D'où vient le nom " Didier Müller ?!
D'où vient le nom de notre Bac à voile ?
La sylviculture du Jura appliquée au pin des Landes
Didier Müller était un expert forestier reconnu originaire du Jura. Il s'installa à Audenge et prôna pendant toute sa carrière une sylviculture pérenne, respectueuse des milieux, et orientée vers la production d'arbres de haute qualité : des arbres comme il en faut pour construire les bateaux !
Malheureusement, ce montagnard chevronné est décédé en 2010 dans un accident de montagne dans les Pyrénées.

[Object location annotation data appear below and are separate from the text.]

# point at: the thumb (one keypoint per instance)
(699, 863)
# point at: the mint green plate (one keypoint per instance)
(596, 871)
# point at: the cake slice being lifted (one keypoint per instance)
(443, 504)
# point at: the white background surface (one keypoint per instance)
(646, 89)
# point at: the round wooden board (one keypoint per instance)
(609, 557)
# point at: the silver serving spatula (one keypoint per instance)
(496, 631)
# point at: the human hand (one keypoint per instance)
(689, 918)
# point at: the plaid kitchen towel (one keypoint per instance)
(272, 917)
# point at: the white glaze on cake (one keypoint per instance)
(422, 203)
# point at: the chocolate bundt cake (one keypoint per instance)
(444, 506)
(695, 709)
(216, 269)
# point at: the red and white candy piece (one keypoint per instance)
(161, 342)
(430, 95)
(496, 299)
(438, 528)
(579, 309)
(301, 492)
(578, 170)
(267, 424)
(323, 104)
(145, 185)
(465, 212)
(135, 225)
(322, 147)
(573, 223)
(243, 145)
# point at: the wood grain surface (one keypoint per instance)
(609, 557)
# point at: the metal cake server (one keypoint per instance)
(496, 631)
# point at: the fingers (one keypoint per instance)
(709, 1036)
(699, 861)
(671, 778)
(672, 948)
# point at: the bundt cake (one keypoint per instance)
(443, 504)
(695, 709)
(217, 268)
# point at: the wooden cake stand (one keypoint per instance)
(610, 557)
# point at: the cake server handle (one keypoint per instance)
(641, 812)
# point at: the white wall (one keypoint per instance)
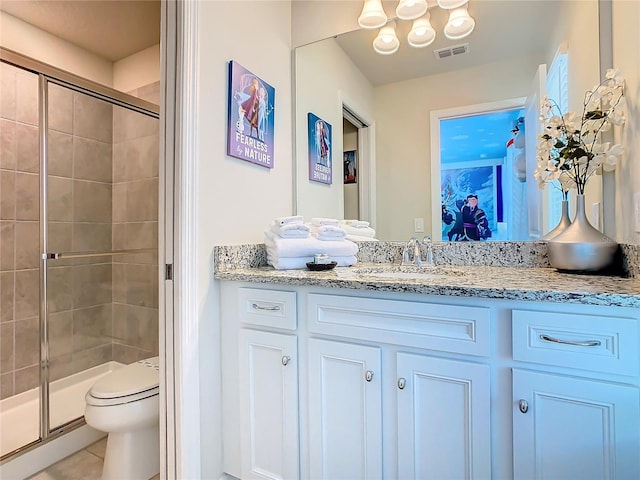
(32, 42)
(137, 70)
(626, 45)
(325, 78)
(236, 199)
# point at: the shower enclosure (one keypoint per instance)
(78, 243)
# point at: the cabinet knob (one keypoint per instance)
(523, 405)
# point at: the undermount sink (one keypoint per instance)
(407, 272)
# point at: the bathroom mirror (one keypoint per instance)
(395, 95)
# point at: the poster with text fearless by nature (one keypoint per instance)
(250, 128)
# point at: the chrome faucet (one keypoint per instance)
(417, 260)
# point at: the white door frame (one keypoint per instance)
(436, 117)
(179, 347)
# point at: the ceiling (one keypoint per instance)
(110, 29)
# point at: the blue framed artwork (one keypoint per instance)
(251, 108)
(319, 134)
(469, 203)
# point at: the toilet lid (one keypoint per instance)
(129, 380)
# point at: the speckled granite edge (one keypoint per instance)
(491, 254)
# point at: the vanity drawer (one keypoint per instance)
(588, 342)
(449, 328)
(268, 308)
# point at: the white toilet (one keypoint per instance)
(125, 404)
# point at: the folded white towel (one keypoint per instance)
(301, 262)
(319, 221)
(357, 223)
(306, 247)
(288, 220)
(328, 232)
(360, 231)
(290, 230)
(360, 238)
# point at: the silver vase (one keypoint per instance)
(564, 222)
(581, 247)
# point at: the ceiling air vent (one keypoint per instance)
(451, 51)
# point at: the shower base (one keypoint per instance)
(20, 417)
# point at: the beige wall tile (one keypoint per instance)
(7, 245)
(142, 235)
(28, 196)
(92, 327)
(27, 287)
(27, 245)
(6, 385)
(27, 98)
(92, 285)
(8, 91)
(7, 284)
(60, 334)
(91, 201)
(27, 342)
(60, 199)
(60, 109)
(28, 148)
(26, 378)
(7, 352)
(92, 237)
(142, 201)
(92, 160)
(92, 118)
(59, 238)
(59, 288)
(7, 194)
(142, 157)
(8, 149)
(60, 154)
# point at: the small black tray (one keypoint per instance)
(320, 267)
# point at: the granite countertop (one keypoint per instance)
(514, 283)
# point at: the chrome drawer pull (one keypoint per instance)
(589, 343)
(269, 308)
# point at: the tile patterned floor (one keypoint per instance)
(83, 465)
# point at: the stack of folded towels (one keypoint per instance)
(291, 243)
(358, 231)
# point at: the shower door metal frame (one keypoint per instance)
(49, 74)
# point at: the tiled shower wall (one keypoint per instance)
(19, 231)
(103, 191)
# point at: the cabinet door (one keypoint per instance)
(443, 419)
(571, 428)
(268, 405)
(345, 411)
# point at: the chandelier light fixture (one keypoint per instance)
(422, 34)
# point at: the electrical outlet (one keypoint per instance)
(595, 211)
(636, 211)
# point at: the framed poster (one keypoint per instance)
(319, 133)
(350, 175)
(469, 203)
(250, 128)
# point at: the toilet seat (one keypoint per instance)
(130, 383)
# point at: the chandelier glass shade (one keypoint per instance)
(373, 15)
(387, 43)
(460, 24)
(411, 9)
(422, 33)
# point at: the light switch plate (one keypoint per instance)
(636, 211)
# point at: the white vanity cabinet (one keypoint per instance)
(570, 427)
(392, 385)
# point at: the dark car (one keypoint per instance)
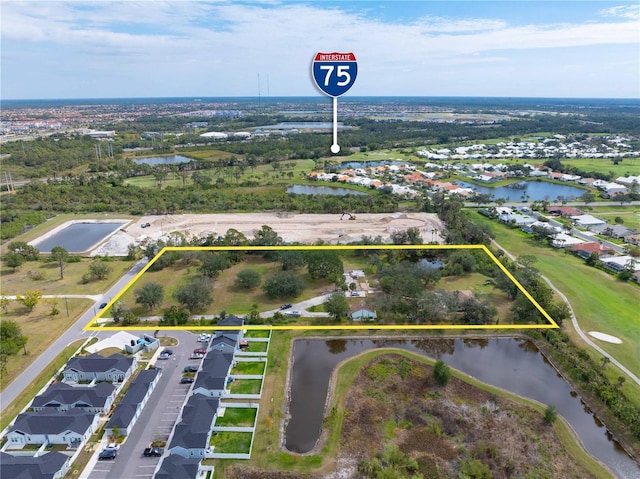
(107, 454)
(152, 452)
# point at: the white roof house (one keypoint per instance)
(587, 220)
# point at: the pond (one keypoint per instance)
(529, 191)
(502, 362)
(77, 237)
(164, 160)
(321, 190)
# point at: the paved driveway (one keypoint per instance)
(157, 418)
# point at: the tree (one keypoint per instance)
(129, 319)
(99, 270)
(213, 263)
(11, 338)
(30, 299)
(150, 295)
(247, 279)
(117, 311)
(324, 264)
(195, 295)
(266, 236)
(284, 284)
(4, 304)
(550, 414)
(60, 255)
(28, 252)
(588, 197)
(13, 260)
(336, 305)
(441, 373)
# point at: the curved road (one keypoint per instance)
(574, 321)
(72, 334)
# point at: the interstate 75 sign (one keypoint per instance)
(334, 73)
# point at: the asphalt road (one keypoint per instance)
(74, 333)
(157, 419)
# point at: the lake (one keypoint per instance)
(163, 160)
(512, 364)
(534, 191)
(77, 237)
(321, 190)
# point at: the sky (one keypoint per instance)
(101, 49)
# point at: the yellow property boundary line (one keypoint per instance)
(92, 326)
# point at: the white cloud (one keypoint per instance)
(622, 11)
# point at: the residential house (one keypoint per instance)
(62, 397)
(72, 427)
(190, 438)
(130, 407)
(212, 379)
(363, 314)
(52, 465)
(178, 467)
(115, 368)
(585, 250)
(619, 263)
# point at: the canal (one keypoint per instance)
(515, 365)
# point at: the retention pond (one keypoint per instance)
(512, 364)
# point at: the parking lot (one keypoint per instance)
(157, 418)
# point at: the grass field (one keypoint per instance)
(21, 280)
(600, 301)
(226, 296)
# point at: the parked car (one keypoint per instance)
(153, 452)
(107, 454)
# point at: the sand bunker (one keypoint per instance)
(605, 337)
(302, 228)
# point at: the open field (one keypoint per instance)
(600, 301)
(41, 329)
(21, 280)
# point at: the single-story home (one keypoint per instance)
(62, 397)
(73, 428)
(115, 368)
(363, 314)
(52, 465)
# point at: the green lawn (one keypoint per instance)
(246, 367)
(245, 386)
(237, 416)
(231, 442)
(600, 301)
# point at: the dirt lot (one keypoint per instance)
(304, 228)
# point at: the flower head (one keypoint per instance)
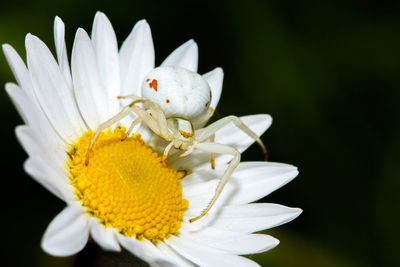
(128, 196)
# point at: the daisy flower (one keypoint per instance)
(127, 196)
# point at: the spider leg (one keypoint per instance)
(204, 133)
(166, 151)
(133, 124)
(212, 159)
(123, 113)
(203, 119)
(222, 149)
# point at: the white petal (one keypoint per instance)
(229, 135)
(104, 236)
(20, 100)
(61, 50)
(19, 70)
(186, 56)
(90, 93)
(207, 256)
(249, 182)
(232, 242)
(135, 247)
(51, 90)
(38, 148)
(215, 79)
(24, 98)
(106, 49)
(32, 116)
(67, 234)
(177, 259)
(136, 58)
(247, 218)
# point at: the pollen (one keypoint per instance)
(127, 185)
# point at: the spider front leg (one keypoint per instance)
(221, 149)
(207, 132)
(212, 159)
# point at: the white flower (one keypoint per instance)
(59, 105)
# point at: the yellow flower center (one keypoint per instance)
(126, 185)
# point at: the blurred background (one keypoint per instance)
(327, 72)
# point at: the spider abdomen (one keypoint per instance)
(179, 92)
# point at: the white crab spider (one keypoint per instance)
(176, 103)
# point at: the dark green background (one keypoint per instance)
(327, 72)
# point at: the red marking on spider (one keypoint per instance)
(153, 84)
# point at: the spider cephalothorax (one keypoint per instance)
(176, 106)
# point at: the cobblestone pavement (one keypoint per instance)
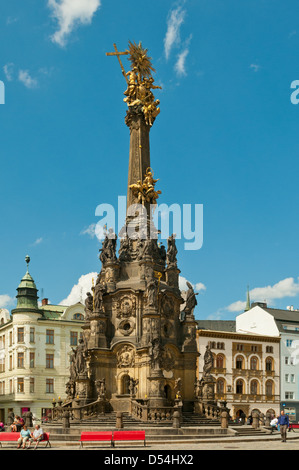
(263, 443)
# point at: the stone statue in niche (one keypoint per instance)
(108, 250)
(101, 388)
(208, 362)
(125, 249)
(133, 386)
(178, 388)
(125, 357)
(190, 303)
(155, 351)
(99, 290)
(172, 251)
(152, 293)
(80, 359)
(88, 305)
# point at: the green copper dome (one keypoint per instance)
(27, 292)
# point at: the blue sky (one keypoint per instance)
(226, 137)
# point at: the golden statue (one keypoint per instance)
(140, 82)
(145, 191)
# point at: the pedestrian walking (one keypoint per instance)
(24, 436)
(283, 422)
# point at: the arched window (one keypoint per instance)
(254, 363)
(220, 386)
(269, 388)
(78, 316)
(239, 386)
(269, 363)
(239, 362)
(254, 386)
(125, 389)
(219, 361)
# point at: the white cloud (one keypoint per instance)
(8, 70)
(79, 290)
(38, 241)
(183, 284)
(26, 79)
(90, 230)
(95, 230)
(255, 67)
(11, 20)
(69, 14)
(200, 286)
(175, 20)
(5, 300)
(285, 288)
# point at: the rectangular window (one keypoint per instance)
(21, 360)
(32, 360)
(50, 337)
(32, 335)
(49, 385)
(20, 335)
(49, 361)
(20, 384)
(74, 338)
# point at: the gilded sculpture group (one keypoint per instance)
(140, 82)
(139, 92)
(144, 191)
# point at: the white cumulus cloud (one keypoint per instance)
(69, 14)
(5, 300)
(8, 71)
(26, 79)
(79, 290)
(175, 20)
(285, 288)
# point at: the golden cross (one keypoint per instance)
(117, 54)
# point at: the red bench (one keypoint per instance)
(14, 436)
(112, 437)
(96, 437)
(128, 436)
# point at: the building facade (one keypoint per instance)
(246, 367)
(35, 346)
(260, 319)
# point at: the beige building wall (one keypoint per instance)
(246, 369)
(34, 369)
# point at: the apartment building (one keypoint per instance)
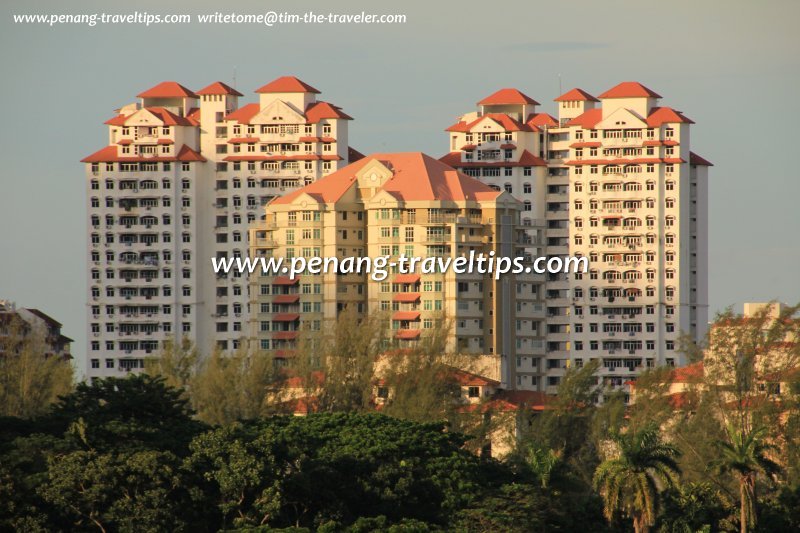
(388, 205)
(182, 177)
(615, 181)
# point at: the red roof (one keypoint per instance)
(353, 155)
(416, 177)
(695, 159)
(407, 334)
(287, 84)
(666, 115)
(576, 95)
(508, 96)
(630, 89)
(587, 119)
(109, 155)
(320, 110)
(167, 89)
(244, 113)
(540, 120)
(219, 88)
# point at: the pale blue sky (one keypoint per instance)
(732, 66)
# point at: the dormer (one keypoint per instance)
(290, 90)
(510, 101)
(630, 95)
(170, 95)
(574, 103)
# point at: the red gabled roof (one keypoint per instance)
(320, 110)
(508, 96)
(109, 155)
(353, 155)
(587, 119)
(662, 115)
(287, 84)
(219, 88)
(630, 89)
(695, 159)
(167, 89)
(416, 177)
(576, 95)
(244, 113)
(186, 154)
(542, 119)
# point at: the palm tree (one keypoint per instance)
(632, 481)
(745, 455)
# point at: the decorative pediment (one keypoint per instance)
(373, 175)
(143, 117)
(487, 124)
(621, 119)
(278, 112)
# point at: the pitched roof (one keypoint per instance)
(167, 89)
(542, 119)
(219, 87)
(287, 84)
(416, 177)
(508, 96)
(587, 119)
(244, 113)
(663, 115)
(109, 155)
(695, 159)
(630, 89)
(320, 110)
(574, 95)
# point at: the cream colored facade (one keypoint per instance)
(619, 185)
(388, 205)
(183, 176)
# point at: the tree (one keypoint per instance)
(631, 481)
(177, 363)
(239, 386)
(745, 455)
(133, 413)
(30, 380)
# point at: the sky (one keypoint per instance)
(731, 66)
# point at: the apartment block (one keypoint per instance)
(392, 205)
(182, 177)
(614, 180)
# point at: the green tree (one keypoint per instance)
(137, 412)
(631, 481)
(30, 380)
(745, 454)
(177, 363)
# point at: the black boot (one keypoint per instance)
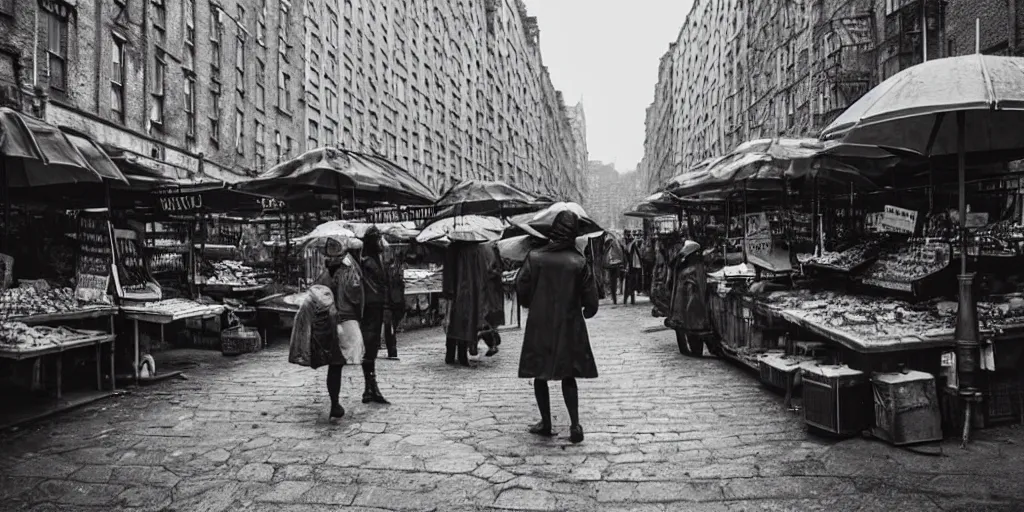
(450, 355)
(371, 391)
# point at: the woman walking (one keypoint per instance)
(558, 288)
(327, 328)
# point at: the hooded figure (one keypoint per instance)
(688, 308)
(342, 280)
(469, 283)
(558, 288)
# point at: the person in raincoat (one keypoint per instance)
(614, 260)
(468, 284)
(326, 329)
(688, 307)
(558, 288)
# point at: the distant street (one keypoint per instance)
(664, 432)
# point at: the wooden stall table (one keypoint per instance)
(88, 312)
(162, 313)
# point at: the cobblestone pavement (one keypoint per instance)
(664, 432)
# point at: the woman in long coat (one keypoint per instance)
(558, 288)
(688, 309)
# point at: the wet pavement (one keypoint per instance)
(664, 432)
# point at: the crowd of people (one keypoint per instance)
(360, 295)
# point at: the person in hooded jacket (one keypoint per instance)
(557, 287)
(376, 284)
(343, 280)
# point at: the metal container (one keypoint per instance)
(906, 408)
(837, 399)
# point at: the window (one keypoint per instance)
(215, 117)
(260, 153)
(55, 41)
(260, 85)
(160, 75)
(216, 33)
(240, 131)
(117, 79)
(313, 141)
(190, 108)
(284, 94)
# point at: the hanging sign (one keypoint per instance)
(92, 266)
(897, 219)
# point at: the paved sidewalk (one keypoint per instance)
(664, 432)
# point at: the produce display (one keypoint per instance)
(19, 336)
(231, 272)
(851, 258)
(28, 301)
(171, 307)
(911, 262)
(419, 279)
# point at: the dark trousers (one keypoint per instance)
(632, 282)
(613, 283)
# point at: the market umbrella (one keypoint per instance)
(539, 223)
(329, 170)
(955, 105)
(465, 227)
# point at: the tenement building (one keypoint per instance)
(743, 70)
(449, 90)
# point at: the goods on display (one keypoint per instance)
(912, 262)
(235, 273)
(20, 336)
(172, 307)
(848, 259)
(94, 258)
(29, 301)
(418, 279)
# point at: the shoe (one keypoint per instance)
(543, 430)
(576, 434)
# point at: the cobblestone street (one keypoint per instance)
(664, 432)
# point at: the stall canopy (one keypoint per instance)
(329, 170)
(36, 154)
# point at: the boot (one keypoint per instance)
(450, 355)
(371, 391)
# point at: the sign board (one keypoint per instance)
(897, 219)
(95, 253)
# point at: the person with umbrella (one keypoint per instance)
(376, 285)
(558, 288)
(342, 279)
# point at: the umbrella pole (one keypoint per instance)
(967, 317)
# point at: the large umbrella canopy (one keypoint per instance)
(37, 154)
(336, 171)
(463, 227)
(909, 110)
(540, 223)
(487, 193)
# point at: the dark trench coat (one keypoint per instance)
(472, 281)
(558, 288)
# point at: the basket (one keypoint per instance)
(239, 340)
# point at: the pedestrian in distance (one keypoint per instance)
(613, 261)
(376, 285)
(558, 288)
(326, 331)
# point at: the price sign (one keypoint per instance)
(899, 219)
(92, 267)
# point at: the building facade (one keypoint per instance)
(448, 90)
(744, 70)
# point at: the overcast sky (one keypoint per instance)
(606, 53)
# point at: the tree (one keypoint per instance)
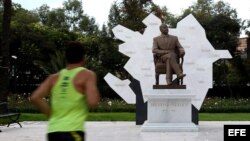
(4, 51)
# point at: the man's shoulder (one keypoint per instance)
(157, 37)
(172, 36)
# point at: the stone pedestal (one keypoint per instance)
(169, 112)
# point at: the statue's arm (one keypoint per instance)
(181, 50)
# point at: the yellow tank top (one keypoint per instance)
(68, 107)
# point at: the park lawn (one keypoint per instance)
(126, 116)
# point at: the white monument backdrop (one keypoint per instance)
(198, 59)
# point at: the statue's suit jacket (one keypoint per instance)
(166, 42)
(169, 43)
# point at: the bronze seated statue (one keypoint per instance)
(160, 68)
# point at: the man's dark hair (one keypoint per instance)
(74, 52)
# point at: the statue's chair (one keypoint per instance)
(160, 68)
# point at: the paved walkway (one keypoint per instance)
(118, 131)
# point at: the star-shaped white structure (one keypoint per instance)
(198, 63)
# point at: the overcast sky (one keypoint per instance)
(99, 9)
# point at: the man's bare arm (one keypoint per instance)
(92, 93)
(37, 97)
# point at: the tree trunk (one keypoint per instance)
(4, 51)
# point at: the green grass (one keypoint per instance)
(125, 116)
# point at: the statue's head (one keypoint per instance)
(164, 29)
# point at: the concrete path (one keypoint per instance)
(119, 131)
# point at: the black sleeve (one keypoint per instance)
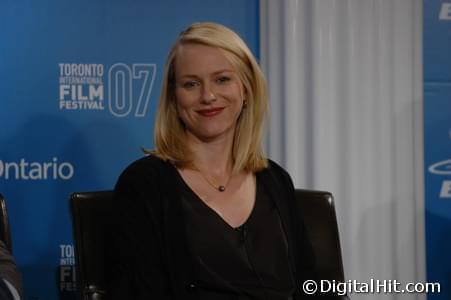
(138, 269)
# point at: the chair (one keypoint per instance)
(5, 233)
(90, 214)
(90, 211)
(321, 225)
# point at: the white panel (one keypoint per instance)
(346, 78)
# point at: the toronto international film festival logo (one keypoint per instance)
(122, 89)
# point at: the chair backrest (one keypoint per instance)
(91, 213)
(321, 225)
(5, 232)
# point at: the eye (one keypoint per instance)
(189, 85)
(223, 79)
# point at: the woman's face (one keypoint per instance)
(208, 91)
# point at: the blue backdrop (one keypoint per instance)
(437, 142)
(79, 83)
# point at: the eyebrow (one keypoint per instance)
(214, 73)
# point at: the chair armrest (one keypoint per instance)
(93, 293)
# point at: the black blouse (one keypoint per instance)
(248, 262)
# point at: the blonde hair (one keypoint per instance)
(169, 132)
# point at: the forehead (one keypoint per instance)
(199, 59)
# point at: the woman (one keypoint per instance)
(206, 215)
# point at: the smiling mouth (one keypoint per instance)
(210, 112)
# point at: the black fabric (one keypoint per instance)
(250, 261)
(9, 270)
(151, 259)
(5, 293)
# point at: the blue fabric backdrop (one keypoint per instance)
(437, 142)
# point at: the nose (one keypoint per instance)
(208, 94)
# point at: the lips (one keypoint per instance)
(210, 112)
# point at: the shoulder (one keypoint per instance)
(146, 167)
(277, 172)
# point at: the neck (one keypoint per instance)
(213, 157)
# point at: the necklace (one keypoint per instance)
(221, 188)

Six mois plus tard, notre équipe s'élançait dans la forêt pour couper le premier arbre ce qui, en langage de charpentier, signifie "poser la première pierre". Un des membres de notre équipe, Jacques Hazera (lui-même expert forestier, non seulement ami mais aussi disciple de Didier), a donc tout naturellement proposé de lui rendre hommage en baptisant notre bac à son nom.
Pierre Mallet et Didier Müller ainsi réunis, ce sont donc deux grandes figures de nos chemins communs qui nous indiquent désormais ensemble les bons filets d'eau, les meilleurs chenaux, les phares à suivre et les risées à ne pas manquer.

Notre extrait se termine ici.